Spark went downstairs to watch the Notre Dame game, but upstairs my wheels kept turning. There had to be a way to get those tickets bought. I gingerly walked downstairs and pleaded my case. Spark agreed and we sat on the couch together with the laptop.

This time we were quick as bunnies as we re-entered all of our information — to no avail. Our cards weren’t accepted.

There was only one thing left to do. Call a reservationist, plead our case and talk the airline out of charging the extra $50 fee for talking to a living, breathing human being. And that’s what Spark did, very patiently, to an agent who initially tried to hand us off to “Internet tech support” again, something he begged out of.

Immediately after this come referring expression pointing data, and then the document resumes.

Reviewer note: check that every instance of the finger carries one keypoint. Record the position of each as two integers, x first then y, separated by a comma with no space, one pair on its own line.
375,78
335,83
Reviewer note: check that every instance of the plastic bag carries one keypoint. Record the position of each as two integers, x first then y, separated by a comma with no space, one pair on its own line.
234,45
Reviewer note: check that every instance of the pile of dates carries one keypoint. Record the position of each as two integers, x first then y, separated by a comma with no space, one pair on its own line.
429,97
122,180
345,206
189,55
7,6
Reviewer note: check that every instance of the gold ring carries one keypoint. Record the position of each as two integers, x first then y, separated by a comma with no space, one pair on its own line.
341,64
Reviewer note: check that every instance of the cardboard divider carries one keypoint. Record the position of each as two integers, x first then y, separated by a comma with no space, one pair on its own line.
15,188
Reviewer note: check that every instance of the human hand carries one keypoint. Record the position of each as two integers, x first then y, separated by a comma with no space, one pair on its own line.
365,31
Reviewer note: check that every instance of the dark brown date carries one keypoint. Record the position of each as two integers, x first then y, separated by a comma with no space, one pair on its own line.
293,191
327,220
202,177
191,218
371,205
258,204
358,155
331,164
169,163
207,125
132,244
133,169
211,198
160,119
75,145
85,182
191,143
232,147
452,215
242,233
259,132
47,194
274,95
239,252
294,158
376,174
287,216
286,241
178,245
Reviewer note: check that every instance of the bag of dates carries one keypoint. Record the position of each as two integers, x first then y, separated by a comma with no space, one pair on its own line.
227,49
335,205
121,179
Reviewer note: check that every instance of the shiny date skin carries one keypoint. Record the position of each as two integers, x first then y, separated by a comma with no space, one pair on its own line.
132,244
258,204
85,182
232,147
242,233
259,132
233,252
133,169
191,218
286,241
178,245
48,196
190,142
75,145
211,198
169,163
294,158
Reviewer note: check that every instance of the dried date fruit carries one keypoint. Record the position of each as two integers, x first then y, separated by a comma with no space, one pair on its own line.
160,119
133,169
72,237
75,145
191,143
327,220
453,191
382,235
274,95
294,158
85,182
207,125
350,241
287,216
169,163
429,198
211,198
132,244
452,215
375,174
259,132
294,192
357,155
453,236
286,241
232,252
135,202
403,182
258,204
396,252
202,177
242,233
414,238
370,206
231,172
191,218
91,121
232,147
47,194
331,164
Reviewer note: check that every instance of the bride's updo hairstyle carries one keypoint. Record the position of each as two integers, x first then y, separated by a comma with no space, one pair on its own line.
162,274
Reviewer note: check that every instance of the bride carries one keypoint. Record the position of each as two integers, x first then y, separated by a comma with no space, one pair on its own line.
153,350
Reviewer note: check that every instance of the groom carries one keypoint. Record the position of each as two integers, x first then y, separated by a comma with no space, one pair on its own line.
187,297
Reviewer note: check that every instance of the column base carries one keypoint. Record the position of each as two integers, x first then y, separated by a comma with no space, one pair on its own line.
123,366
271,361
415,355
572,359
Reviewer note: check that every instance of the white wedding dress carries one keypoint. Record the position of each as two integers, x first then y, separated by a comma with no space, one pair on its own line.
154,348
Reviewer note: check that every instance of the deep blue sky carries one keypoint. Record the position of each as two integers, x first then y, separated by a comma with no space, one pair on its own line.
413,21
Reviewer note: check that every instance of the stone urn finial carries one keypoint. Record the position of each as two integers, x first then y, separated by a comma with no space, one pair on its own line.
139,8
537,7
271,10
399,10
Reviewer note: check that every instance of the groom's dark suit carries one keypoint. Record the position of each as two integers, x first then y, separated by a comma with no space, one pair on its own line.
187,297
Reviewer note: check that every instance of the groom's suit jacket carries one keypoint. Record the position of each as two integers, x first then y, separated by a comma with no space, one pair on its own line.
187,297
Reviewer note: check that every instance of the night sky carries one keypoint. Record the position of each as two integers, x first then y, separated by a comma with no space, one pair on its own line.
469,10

It took a while for the reservationist to take down all of our information — just spelling out Stuckenschneider several times will eat up the minutes, but pretty soon it was mission accomplished. Spark hung up and we breathed a huge sigh of relief, feeling positively victorious.

Minutes later Spark urged me to double-check the e-mail confirmation to make sure the agent had assigned us the “economy comfort” seats he’d so clearly requested for the transatlantic portion of the flight. She hadn’t.

This mistake, of course, had an online fix. We didn’t have to make a phone call to the “complaint/comment” department. Wonder of wonders we could simply send an email, which we hammered out in bursts of utter frustration.

We got a reply three days later but had to read the e-mail out loud repeatedly to try and decipher what the writer was saying. It remains unclear, and required another email from me, asking “Dear Jinny” if she can call me in person and listing not one, but two phone numbers, for her benefit.

All this malarkey for 4 inches of extra legroom and all the drinks we can ingest on the international flight.

If, and/or when, “Dear Jinny” calls I’m going to suggest the airline provide rounds of drinks for potential customers trying to purchase their tickets online. Goodness knows Spark and I could have knocked back a couple of stiff ones.